Strong protests must be raised against this decision. This shift in naming reveals the extent of the Sangh Parivar’s animosity towards the name and ideals of Mahatma Gandhi. Through a new Bill introduced by the Union Government, titled VB-GRAM G or “Viksit Bharat Guarantee for Rozgar and Ajeevika Mission (Gramin),” the objective is to dismantle the existing employment guarantee scheme. This move seeks to undermine even the core objectives of the scheme.  

The content of the Bill is structured in a way that imposes a heavy financial burden on the states. The hidden agenda behind this Bill is to transform the scheme from a demand-driven programme into an allocation-based one.  

Under the current structure, the scheme is designed to provide work, based on the demand of the unemployed. However, the proposed change would shift this to a system where the Union government pre-determines a fixed allocation for each state for every financial year based on certain criteria.  

Currently, the Union government bears 100% of the wage component and shares the material component costs with the state governments in a 75:25 ratio. The provision in the new Bill proposes that both components be shared between the Union and state governments in a 60:40 ratio.  

Once this Bill becomes law, there will be a significant reduction in the Union Budget allocation for Kerala. The state will only receive 60% of the total expenditure from the Union government.  

Kerala is the only state in India that provides a monthly welfare pension of ₹2,000 to over 60 lakh people.
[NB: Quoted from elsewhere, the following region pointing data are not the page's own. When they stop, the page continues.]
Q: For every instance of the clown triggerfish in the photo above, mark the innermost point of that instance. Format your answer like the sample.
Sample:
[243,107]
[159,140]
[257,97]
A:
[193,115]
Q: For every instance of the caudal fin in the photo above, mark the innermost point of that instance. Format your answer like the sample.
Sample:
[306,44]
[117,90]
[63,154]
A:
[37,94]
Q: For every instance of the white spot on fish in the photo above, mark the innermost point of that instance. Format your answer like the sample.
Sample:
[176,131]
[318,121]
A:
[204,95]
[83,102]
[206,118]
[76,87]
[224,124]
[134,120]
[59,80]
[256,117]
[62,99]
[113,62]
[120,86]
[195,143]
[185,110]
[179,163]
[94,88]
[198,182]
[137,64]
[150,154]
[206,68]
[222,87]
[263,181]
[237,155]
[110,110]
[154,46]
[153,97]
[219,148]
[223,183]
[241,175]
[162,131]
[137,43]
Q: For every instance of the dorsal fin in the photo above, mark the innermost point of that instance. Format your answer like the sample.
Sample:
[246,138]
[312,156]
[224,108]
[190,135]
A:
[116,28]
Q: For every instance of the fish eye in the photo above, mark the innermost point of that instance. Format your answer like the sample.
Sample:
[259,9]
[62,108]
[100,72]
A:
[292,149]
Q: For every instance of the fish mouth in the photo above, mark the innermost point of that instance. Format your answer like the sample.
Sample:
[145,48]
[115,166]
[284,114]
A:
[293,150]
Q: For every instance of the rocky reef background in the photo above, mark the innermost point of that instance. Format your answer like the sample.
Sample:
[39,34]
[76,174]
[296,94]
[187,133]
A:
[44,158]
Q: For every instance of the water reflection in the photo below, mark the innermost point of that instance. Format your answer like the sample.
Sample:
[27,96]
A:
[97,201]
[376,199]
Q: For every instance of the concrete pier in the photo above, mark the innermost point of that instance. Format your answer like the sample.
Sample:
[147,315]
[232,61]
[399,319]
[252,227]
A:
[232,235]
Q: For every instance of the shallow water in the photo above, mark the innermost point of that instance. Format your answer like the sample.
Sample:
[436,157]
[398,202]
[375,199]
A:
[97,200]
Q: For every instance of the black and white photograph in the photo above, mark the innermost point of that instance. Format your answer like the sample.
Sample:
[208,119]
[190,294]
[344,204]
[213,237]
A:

During the 2011-16 UDF government, the pension was only ₹600 and had remained in arrears for 18 months. We have not only increased the amount but also ensured its accurate delivery directly to homes. Through more than 30 Welfare Fund Boards, security is ensured for workers in the unorganised sector, including construction workers, motor vehicle workers, tailors, and fish workers. 

The ‘Awaz’ insurance scheme and the ‘Apna Ghar’ housing project provide dignified living conditions for guest workers (migrant labourers). While they face persecution in other states, Kerala provides them with a secure workplace and a safe life. Parallel to MGNREGA, the Ayyankali Urban Employment Guarantee Scheme is being successfully implemented in urban areas.  

The Union government’s attempt to weaken the employment guarantee scheme through Aadhaar-based payment systems and mandatory twice-daily digital attendance is creating a severe crisis. In villages without internet and for elderly workers unfamiliar with technology, this results in the denial of work. We must not use technology as a tool for exclusion.  

Kerala is a state that passed a resolution in the Legislative Assembly against anti-labour provisions. The state government’s stance is that labour policies should only be formulated through tripartite discussions and democratic consultations. We are prepared to frame rules and legislation within the state’s jurisdiction to protect workers’ interests against the labour codes being imposed by the Centre.  

The Union government should withdraw from new legislations that impose a heavy financial burden on states. Strong protests are necessary for this. While three farm laws were withdrawn following intense farmer agitations, the indirect corporatisation of the agricultural sector continues to affect both farmers and agricultural labourers.  

The reduction of fertilizer subsidies and the failure to ensure a fair support price make farming unprofitable, leading to increased rural unemployment. Kerala presents an alternative development model against these national trends, proving that there is indeed an alternative to neo-liberal policies.  

The state government took over Hindustan Newsprint Limited, which the Union government decided to divest, and successfully revived it as Kerala Paper Products Limited. This takeover, clearing liabilities of ₹145 crore including employee benefits, is a testament to the government’s political will to protect the public sector. Similarly, the takeover of BHEL-EML is part of this alternative policy.  

History always stands with those who struggle. Embracing that spirit of struggle, we must move forward together against the corporate-communal nexus. This fight is not just for one section of society; it is for the future of the coming generations and for the very survival of the democratic republic of India.